Public opinion surrounding marijuana and cannabinoids has transformed remarkably over the past several decades. Cannabinoids, marijuana, and THC products are now allowed for medical use in many states. Far fewer states have legalized pot for recreational reasons, but even that would have been unthinkable even just ten or fifteen years ago.

Any compounds derived from the cannabis plant (the marijuana plant, basically) are known as cannabinoids. And we’re still learning new things about cannabis despite the fact that it’s recently been legalized in several states. We often think of these specific compounds as having universal healing properties. There have been conflicting studies about cannabinoids and tinnitus but research indicates there might also be negative effects like a direct link between the use of cannabinoids and the development of tinnitus symptoms.

Numerous forms of cannabinoids

There are many forms of cannabinoids that can be used presently. Whatever name you want to give it, pot or weed isn’t the only form. Other forms can include topical spreads, edibles, inhaled vapors, pills, and more.

The forms of cannabinoids available will differ state by state, and many of those forms are still actually illegal under federal law if the THC content is above 0.3%. That’s why many people tend to be rather careful about cannabinoids.

The issue is that we don’t yet know very much about some of the long-term side effects or complications of cannabinoid use. A great example is some new research into how your hearing is affected by cannabinoid use.

Research into cannabinoids and hearing

Whatever you want to call it, cannabinoids have long been associated with helping a large number of medical conditions. According to anecdotal evidence vertigo, nausea, and seizures are just a few of the afflictions that cannabinoids can benefit. So researchers made a decision to find out if cannabinoids could treat tinnitus, too.

Turns out, cannabinoids may actually cause tinnitus. Ringing in the ears was reported, according to the study, by 20% of the participants who used cannabinoids. And tinnitus was never previously experienced by those participants. And tinnitus symptoms within 24 hours of consumption were 20-times higher with people who use marijuana.

And for individuals who already cope with ringing in the ears, using marijuana could actually exacerbate the symptoms. Put simply, there’s some pretty persuasive evidence that cannabinoids and tinnitus don’t really work well together.

It should be mentioned that smoking has also been associated with tinnitus and the research was unclear on how participants were using cannabinoids.

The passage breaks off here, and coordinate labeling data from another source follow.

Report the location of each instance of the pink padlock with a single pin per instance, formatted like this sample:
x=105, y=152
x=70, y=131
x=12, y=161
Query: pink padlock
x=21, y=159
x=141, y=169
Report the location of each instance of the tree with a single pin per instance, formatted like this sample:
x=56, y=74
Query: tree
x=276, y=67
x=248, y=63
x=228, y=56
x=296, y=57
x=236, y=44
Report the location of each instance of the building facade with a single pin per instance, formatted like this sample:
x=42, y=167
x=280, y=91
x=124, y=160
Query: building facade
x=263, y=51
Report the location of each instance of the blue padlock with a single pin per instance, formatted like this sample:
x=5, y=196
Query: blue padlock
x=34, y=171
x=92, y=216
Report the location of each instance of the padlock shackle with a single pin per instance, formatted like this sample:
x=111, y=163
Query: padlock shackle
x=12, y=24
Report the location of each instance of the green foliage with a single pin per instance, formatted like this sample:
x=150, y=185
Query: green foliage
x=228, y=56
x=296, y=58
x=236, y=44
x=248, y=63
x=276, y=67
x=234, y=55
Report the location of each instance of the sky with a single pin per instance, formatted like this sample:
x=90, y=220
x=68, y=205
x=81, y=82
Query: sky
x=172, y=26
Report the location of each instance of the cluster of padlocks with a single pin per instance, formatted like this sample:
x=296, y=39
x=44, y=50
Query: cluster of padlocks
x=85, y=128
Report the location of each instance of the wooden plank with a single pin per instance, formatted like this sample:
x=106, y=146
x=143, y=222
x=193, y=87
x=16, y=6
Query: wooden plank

Unknown causes of tinnitus

Just because this link has been uncovered doesn’t necessarily mean the underlying causes are all that well known. It’s pretty clear that cannabinoids have an influence on the middle ear. But it’s much less evident what’s causing that impact.

There’s bound to be more research. Cannabinoids today are available in so many varieties and forms that comprehending the fundamental link between these substances and tinnitus could help individuals make better choices.

Don’t fall for miracle cures

In recent years, there has been a great deal of marketing publicity around cannabinoids. That’s partly because perceptions surrounding cannabinoids are rapidly changing (and, to some extent, is also a reflection of a wish to move away from opioids). But this new research makes clear that cannabinoids can and do create some negative effects, especially if you’re concerned about your hearing.

You’ll never be able to avoid all of the cannabinoid enthusiasts and evangelists in the world–the marketing for cannabinoids has been especially intense lately.

But this research certainly indicates a strong link between tinnitus and cannabinoids. So if you are dealing with tinnitus–or if you’re worried about tinnitus–it may be worth avoiding cannabinoids if you can, no matter how many advertisements for CBD oil you might come across. The connection between cannabinoids and tinnitus symptoms is uncertain at best, so it’s worth using a little caution.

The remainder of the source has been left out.